In the eyes of the prosecution, on the other hand, the “square” of Salah Abdeslam within the jihadist cell “is other than that of an accomplice. He did not just help in the preparation, he participated in it”argues Camille Hennetier from the start of the requisitions, recalling that the main accused is dismissed as “co-author” attacks. And during these long hours of requisitions, the Pnat explains thathe does not believe the version of the facts that Salah Abdeslam delivered during his final interrogation in mid-April.

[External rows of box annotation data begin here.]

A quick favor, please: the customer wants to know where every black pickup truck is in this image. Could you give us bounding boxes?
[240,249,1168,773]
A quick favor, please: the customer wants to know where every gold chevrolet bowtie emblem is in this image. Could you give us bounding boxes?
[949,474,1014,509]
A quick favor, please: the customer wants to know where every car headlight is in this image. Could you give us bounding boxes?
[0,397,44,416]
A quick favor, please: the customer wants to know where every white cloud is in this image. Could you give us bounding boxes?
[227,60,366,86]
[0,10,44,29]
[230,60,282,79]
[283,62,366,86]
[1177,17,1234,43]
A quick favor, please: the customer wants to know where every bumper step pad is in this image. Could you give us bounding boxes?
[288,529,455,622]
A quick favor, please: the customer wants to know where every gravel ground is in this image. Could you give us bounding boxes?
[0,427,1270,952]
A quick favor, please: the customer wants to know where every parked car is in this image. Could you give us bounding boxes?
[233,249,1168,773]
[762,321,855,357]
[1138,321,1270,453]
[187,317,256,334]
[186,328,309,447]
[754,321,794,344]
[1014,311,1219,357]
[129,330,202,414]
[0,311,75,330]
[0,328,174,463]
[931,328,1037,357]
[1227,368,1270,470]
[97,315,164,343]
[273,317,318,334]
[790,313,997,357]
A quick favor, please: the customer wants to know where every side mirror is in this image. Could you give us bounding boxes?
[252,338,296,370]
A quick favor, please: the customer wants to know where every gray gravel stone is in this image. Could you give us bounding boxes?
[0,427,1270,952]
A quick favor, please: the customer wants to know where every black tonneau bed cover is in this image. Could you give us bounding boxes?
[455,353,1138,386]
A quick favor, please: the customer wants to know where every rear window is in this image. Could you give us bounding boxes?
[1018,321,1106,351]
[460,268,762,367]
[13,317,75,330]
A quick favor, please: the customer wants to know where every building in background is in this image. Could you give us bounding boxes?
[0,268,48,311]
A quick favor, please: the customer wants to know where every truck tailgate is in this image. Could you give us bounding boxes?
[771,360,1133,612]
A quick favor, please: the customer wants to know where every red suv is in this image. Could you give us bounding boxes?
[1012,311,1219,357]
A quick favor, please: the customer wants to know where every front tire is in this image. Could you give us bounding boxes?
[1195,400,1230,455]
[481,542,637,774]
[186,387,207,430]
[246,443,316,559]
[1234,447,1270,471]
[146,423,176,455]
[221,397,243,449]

Wearing an explosive belt on the evening of November 13, 2015, the 32-year-old accused explained that he had given up “out of humanity” to blow himself up in a cafe in the 18th arrondissement of Paris.

For the prosecution, his lies “telescope” and “this defense does not stand up to examination of the case file”. The public ministry, which refutes the hypothesis of a “Salah Abdeslam in the shadow of his brother”describes him as an accused who “seeks at all costs to pass himself off as a terrorist fallen from the sky”. “Despite his words, despite his tears”, Salah Abdeslam “shut in” in “a straightjacket”showed up “unable to express any remorse”believes Camille Hennetier.

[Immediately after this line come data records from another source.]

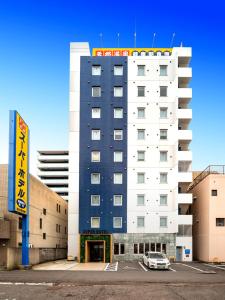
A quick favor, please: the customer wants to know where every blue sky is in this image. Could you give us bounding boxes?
[0,0,225,173]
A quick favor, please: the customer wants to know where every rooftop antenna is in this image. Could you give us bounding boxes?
[99,32,103,48]
[152,32,156,48]
[170,32,176,48]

The three Advocates General, who followed one another in front of the transparent desk for three days, are also severe with regard to Mohamed Abrini. “The man in the hat” of the attacks in Brussels in March 2016, was also “well planned” for November 13, according to the public prosecutor. He conceded it himself, for the first time, during the hearing, and Advocate General Nicolas Braconnay acknowledged during the indictment “a small step of Mohamed Abrini towards the truth”. But according to him, he immediately did “two steps back”. “We are convinced that Salah Abdeslam and Mohamed Abrini have not said everything”he insists.

The two men “remain steeped in ideology”, believes Camille Hennetier, before announcing that a sentence of life imprisonment with a security period of 22 years is required against Mohamed Abrini. Because “he has a less important role than Salah Abdeslam in logistics”she justifies. “There is no element to foresee a favorable future development”however, believes the magistrate, who shares this observation for most of the other defendants.

The two men, like all the others, listen very carefully to all the sentences required and the conclusion of the general counsel.

Your verdict will not heal visible or invisible wounds, but it will ensure that justice and law have the last word.

Camille Hennetier, General Counsel

during the indictment

The defendants stand up and then talk to their lawyers. Because it is towards the defence, whose pleadings begin on Monday, that all eyes are now turning.